Дарин подошел к костру и долго молча, презрительно глядел на Панкрата.

— Крыса! — просипел тихо он. — Гад! Я бы тебя своими руками задавил. Дай, Николай, я ему размозжу голову.

— Садись, — сказал Николай спокойно. — Садись, Толька. — Николай еле сдерживался, чтобы не закричать. Он был зол на охранника за то, что несколько дней уже ничего не ели, а он словом не обмолвился о пистолете, из которого им бы ничего не стоило пристрелить, например, того раненого архара, которого они преследовали, злился и на Дарина, который безрассудно израсходовал все патроны.

«Что будет здесь, — подумал он, — если я тоже начну кричать? Нет, мне нельзя кричать. Спокойно, Колька, спокойно. Погибнем тогда мы все к чертовой матери. Спокойно».

— Я не сяду, — презрительно ответил Дарин. — Я уйду. Я не хочу иначе. Если ты, Николай Саев, не оставишь после всего этого Домкрата, не пойдешь со мною, я тебя тоже буду презирать.

— Садись, вместе подумаем. — Николай почувствовал, как задрожали руки. Ему дорого стоило спокойствие, та ледяная холодность, которая уняла дрожь в руках, заставила говорить еще тише, спокойнее, тверже.
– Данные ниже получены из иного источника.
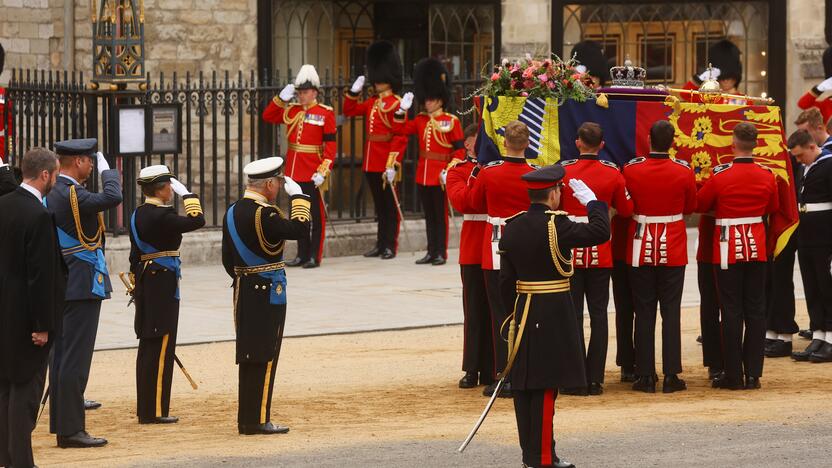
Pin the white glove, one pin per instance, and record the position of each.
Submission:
(583, 193)
(357, 85)
(102, 162)
(288, 92)
(825, 85)
(713, 73)
(406, 102)
(291, 187)
(179, 188)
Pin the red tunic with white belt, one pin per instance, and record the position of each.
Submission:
(473, 221)
(310, 132)
(498, 191)
(605, 179)
(382, 147)
(440, 140)
(739, 193)
(663, 190)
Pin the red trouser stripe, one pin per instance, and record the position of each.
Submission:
(546, 427)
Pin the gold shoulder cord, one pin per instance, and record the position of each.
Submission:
(557, 257)
(268, 247)
(89, 243)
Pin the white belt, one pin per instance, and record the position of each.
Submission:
(642, 219)
(804, 207)
(739, 221)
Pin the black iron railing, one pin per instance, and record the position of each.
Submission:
(221, 131)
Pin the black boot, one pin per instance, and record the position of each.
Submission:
(803, 356)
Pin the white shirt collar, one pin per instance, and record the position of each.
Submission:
(32, 190)
(70, 178)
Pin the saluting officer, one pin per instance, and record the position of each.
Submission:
(593, 265)
(815, 243)
(478, 347)
(383, 150)
(310, 132)
(80, 225)
(663, 191)
(546, 353)
(155, 236)
(740, 193)
(254, 235)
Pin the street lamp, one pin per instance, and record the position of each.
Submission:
(118, 42)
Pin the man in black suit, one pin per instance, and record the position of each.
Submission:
(32, 283)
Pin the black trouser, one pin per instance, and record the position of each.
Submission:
(817, 285)
(742, 299)
(478, 347)
(256, 385)
(435, 206)
(498, 316)
(386, 213)
(594, 284)
(18, 416)
(154, 376)
(69, 367)
(535, 412)
(709, 315)
(622, 295)
(662, 287)
(313, 246)
(780, 284)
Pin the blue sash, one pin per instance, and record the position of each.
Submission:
(95, 258)
(277, 290)
(171, 263)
Он понимал, что еще немного — и сорвется. — Садись, — повторил он. — Зачем спешить? Спешка, знаешь, когда нужна? При ловле блох. Садись, до утра далеко!
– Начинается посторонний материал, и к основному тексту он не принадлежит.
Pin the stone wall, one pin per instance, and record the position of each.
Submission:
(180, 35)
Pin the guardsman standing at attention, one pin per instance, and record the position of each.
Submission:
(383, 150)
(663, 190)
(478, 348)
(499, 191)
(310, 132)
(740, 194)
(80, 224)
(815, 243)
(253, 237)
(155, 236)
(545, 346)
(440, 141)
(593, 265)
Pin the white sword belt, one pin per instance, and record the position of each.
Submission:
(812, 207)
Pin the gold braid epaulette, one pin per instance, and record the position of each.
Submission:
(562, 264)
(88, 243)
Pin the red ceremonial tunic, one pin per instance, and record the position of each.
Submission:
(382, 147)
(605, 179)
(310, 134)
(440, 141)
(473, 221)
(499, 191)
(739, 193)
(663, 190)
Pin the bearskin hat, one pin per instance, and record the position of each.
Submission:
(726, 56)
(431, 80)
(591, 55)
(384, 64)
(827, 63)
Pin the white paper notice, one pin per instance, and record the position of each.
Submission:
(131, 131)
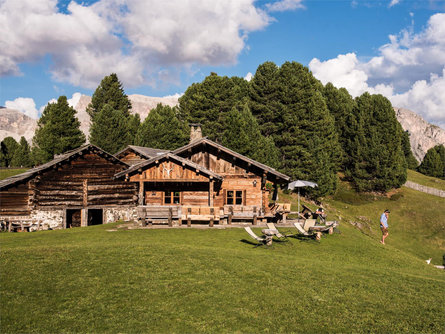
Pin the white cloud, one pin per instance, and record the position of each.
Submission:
(425, 98)
(393, 3)
(137, 39)
(72, 102)
(284, 5)
(408, 70)
(25, 105)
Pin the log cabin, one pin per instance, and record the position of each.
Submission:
(201, 182)
(76, 188)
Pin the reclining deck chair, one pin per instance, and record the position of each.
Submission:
(271, 226)
(261, 240)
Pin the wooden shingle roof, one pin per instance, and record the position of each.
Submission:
(59, 159)
(168, 156)
(205, 141)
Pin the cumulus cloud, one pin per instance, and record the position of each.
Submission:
(25, 105)
(393, 3)
(284, 5)
(137, 39)
(427, 98)
(408, 70)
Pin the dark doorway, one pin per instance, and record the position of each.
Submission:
(95, 217)
(73, 218)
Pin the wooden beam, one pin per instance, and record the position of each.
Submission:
(85, 193)
(211, 187)
(141, 193)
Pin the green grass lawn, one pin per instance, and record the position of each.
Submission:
(4, 173)
(426, 180)
(91, 280)
(190, 280)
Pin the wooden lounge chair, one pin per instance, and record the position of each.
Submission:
(272, 226)
(261, 240)
(300, 229)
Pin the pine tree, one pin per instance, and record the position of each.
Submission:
(340, 104)
(111, 92)
(376, 159)
(163, 129)
(58, 130)
(264, 97)
(134, 122)
(406, 146)
(242, 134)
(109, 130)
(22, 156)
(433, 164)
(8, 148)
(306, 134)
(208, 102)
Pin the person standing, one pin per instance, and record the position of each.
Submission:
(384, 225)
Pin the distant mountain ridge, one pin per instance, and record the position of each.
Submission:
(423, 135)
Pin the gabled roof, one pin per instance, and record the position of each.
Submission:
(168, 156)
(146, 152)
(206, 141)
(67, 156)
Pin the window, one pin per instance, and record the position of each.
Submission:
(172, 197)
(234, 197)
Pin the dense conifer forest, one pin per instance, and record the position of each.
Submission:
(284, 117)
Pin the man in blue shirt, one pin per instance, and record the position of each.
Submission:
(384, 225)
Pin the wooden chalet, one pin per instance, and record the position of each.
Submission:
(77, 188)
(201, 182)
(132, 154)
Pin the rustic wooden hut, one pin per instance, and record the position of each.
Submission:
(132, 154)
(77, 188)
(203, 181)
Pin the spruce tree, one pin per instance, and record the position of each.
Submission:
(264, 97)
(376, 159)
(411, 161)
(208, 102)
(58, 130)
(8, 148)
(134, 122)
(433, 164)
(340, 104)
(109, 130)
(163, 129)
(110, 91)
(22, 156)
(242, 134)
(306, 134)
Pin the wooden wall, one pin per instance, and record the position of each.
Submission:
(131, 158)
(85, 181)
(14, 200)
(169, 171)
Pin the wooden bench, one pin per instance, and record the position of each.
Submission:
(200, 213)
(158, 214)
(241, 212)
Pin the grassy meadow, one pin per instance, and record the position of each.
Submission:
(106, 279)
(5, 173)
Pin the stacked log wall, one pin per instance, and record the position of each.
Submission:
(14, 200)
(85, 181)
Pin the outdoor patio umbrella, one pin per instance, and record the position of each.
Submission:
(298, 184)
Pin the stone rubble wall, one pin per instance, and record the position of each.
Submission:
(112, 215)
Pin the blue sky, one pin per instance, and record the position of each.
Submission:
(50, 48)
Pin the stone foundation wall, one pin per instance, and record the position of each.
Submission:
(49, 219)
(112, 215)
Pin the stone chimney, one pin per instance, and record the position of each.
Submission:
(195, 132)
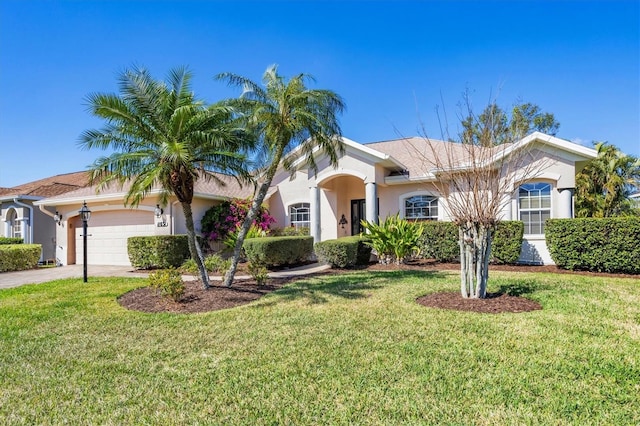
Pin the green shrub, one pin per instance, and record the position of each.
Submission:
(213, 263)
(289, 231)
(258, 272)
(158, 251)
(344, 252)
(254, 232)
(394, 239)
(277, 251)
(11, 240)
(440, 242)
(19, 257)
(602, 245)
(168, 282)
(507, 242)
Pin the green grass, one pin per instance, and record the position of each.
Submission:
(347, 349)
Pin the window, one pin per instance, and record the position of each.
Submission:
(15, 225)
(299, 215)
(534, 201)
(421, 207)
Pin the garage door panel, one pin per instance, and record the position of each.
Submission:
(107, 236)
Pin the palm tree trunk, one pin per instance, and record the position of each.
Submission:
(253, 211)
(194, 247)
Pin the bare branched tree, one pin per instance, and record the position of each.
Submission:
(476, 179)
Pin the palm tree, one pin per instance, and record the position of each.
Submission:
(163, 137)
(603, 187)
(285, 115)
— Прощай! — Дарин шагнул к выходу, но остановился в проходе и оглянулся. Николай внимательно посмотрел на него. Даже в рваной одежде, в разбитых валенках, с обмороженными впалыми щеками Дарин был красив; голова у него была чуть откинута назад, шапка съехала набок; из-под нее торчали свалявшиеся волосы.